Geraldo will always hold a special place in my heart amongst the BD shills


----------



## geraldatwork (Jul 15, 2005)

Lifelover said:


> Geraldo will always hold a special place in my heart amongst the BD shills


I'll take that as a compliment.


----------



## Ridgetop (Mar 1, 2005)

What's sad. . .it really does look nice. I still can't buy from them, but some of their bikes are pretty (like the immortal).


----------



## geraldatwork (Jul 15, 2005)

Ridgetop said:


> What's sad. . .it really does look nice. I still can't buy from them, but some of their bikes are pretty (like the immortal).

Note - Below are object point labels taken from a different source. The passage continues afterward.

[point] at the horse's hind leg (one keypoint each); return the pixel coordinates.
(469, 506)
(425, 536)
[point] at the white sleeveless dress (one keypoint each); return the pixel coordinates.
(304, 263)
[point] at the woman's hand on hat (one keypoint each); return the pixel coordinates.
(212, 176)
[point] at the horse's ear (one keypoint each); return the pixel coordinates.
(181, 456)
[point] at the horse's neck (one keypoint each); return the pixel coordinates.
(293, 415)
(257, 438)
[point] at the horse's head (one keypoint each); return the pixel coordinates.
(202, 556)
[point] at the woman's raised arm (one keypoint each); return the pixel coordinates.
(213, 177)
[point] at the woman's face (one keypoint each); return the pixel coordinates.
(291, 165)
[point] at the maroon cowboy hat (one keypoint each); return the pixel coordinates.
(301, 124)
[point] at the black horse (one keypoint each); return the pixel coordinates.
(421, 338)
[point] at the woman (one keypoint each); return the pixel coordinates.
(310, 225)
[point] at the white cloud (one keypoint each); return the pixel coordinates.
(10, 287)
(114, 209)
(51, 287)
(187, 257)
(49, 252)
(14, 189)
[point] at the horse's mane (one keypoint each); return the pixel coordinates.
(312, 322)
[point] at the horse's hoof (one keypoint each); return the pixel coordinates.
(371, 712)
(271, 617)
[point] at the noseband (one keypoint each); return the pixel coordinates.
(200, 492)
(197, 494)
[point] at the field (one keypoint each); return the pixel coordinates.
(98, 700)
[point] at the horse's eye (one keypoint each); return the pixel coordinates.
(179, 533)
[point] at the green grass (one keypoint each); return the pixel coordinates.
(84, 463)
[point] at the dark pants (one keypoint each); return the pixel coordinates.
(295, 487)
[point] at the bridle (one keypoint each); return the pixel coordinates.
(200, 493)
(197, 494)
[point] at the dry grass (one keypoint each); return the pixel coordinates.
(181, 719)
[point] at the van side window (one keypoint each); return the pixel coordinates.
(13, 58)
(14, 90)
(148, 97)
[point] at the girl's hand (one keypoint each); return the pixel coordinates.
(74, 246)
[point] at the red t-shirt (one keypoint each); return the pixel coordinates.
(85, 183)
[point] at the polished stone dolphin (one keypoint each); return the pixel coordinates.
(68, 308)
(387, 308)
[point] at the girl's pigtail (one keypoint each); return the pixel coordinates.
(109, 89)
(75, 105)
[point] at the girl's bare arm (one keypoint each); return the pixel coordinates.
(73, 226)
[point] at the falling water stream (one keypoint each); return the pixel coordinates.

There's nothing wrong with being loyal to your LBS especially if you can afford to pay the extra money. I don't meat that sarcastically. I have a Raleigh Super Course from the mid 80's upgraded to 600 components with upgraded wheels. To really improve on what I had I figured I would have to spend upwards from $2000. Wasn't ready to do that so I "took the plunge"


----------



## fran2537 (Aug 28, 2006)

again--assuming i am still a shill until i prove otherwise. 

i do like the look of my MB but the wheels are bit too NASCAR. unfortunately the decals had a clear coat and lethargy prevailed--so they stay on. will ride them a while and then maybe switch off to the my mavics if i have issues.


----------